Admittedly, he waived the 2 and 20 management fee so the university got the benefit of his oilfield genius a lot cheaper than what Harvard or Yale would have paid. He probably wrote that off on the fund’s taxes as well.

And in the meantime, he kept the money in the fund, boosting the amount of capital he had to invest. For a sometime corporate raider and activist, it meant being able to take significant positions in the companies that interested him and then take big exits when they turned around.

Likewise, in the commodity markets, keeping more chips in play gave him a bigger footprint for leverage and derivatives to expand even further. Even if the chips were promised to other people, his overall bankroll didn’t shrink.

But as we all know, oil is cruel and big bets over the last few decades have cycled between spectacular payouts and dismal failure. It’s a boom and bust business.

Because Pickens knew oil, that’s what he played, using his money as well as his charitable contributions. 

The booms were great. Some years, everyone in the fund doubled their money and the fees on outside AUM made Pickens even richer. 

But in bad years, losses triggered redemptions and eliminated that fee income. AUM dropped a harrowing 85% in 2008, for example.

Reading between the lines, that’s probably when the university decided to take the money back and hand it to other outside managers. They were done with the wildcat ride.

I can’t say I blame them. Endowments don’t really thrive in Pickens’ world. Their objectives are very different. 

They want the money available for capital improvements. They don’t want to be tied up in someone else’s portfolio strategy that could take years to unwind efficiently.

Divorcing the donor from the investor

Ultimately, while Pickens as donor looked like one of the greatest things that ever happened to Oklahoma State, Pickens the investor wasn’t the best fit for them.

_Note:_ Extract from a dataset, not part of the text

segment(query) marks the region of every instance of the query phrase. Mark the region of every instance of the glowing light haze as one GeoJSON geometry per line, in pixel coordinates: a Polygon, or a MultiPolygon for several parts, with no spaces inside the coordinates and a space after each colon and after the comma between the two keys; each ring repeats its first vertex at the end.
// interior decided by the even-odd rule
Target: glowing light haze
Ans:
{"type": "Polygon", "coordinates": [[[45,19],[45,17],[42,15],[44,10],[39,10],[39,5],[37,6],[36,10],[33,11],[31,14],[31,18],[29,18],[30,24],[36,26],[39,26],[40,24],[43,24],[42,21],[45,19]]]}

He was happy, of course. His funds stayed big enough to provide plenty of muscle to throw around. 

But that’s the mindset that leads to either wealth creation or wealth destruction. It’s a young person’s strategy. When it works, it creates billionaires.

And it created a billionaire here. When that billionaire started handing the money back out, though, it needed to play a different role. In the non-profit world, you want wealth preservation.

Sooner or later, that would have happened when the donor died and his unique genius for the oil business ended. 

While Pickens was alive, it was no problem. He could always get back up and start over, from a higher base each time.

His heirs get about $500 million to split. Half of it is in his 65,000-acre homestead, which true to form generates about $1 million a year in oil royalties and could easily be worth $400 an acre if turned into a working ranch.

The other half is in that hedge fund, which has dwindled to about $135 million over the years as outside investors walked away.

At this point, the portfolio was really just his last favorite toy. Now that he’s gone, it’s up to the heirs to decide whether they want to leave the money there or move it into other strategies.

It happens with most inheritance situations. The only difference here is that there’s a little more money on the move.

We don’t know how much wealth Pickens would have died with if he’d saved the charity until later, or if he’d cashed out of oil along the way and parked the funds in nice index funds. 

Keep in mind that he survived five divorces as well, each a drain on his ultimate net worth while enriching his life along the way. He kept trying.

One way or another, he gave most of it away.

And at the end, it wasn’t about the final number so much as the adventure. Among the truly wealthy, he was a legend . . . even if the clock ticked down while billionaire status was temporarily out of his reach.

What’s a billionaire, anyway? Just the track of someone passing somewhere between roughneck and the grave.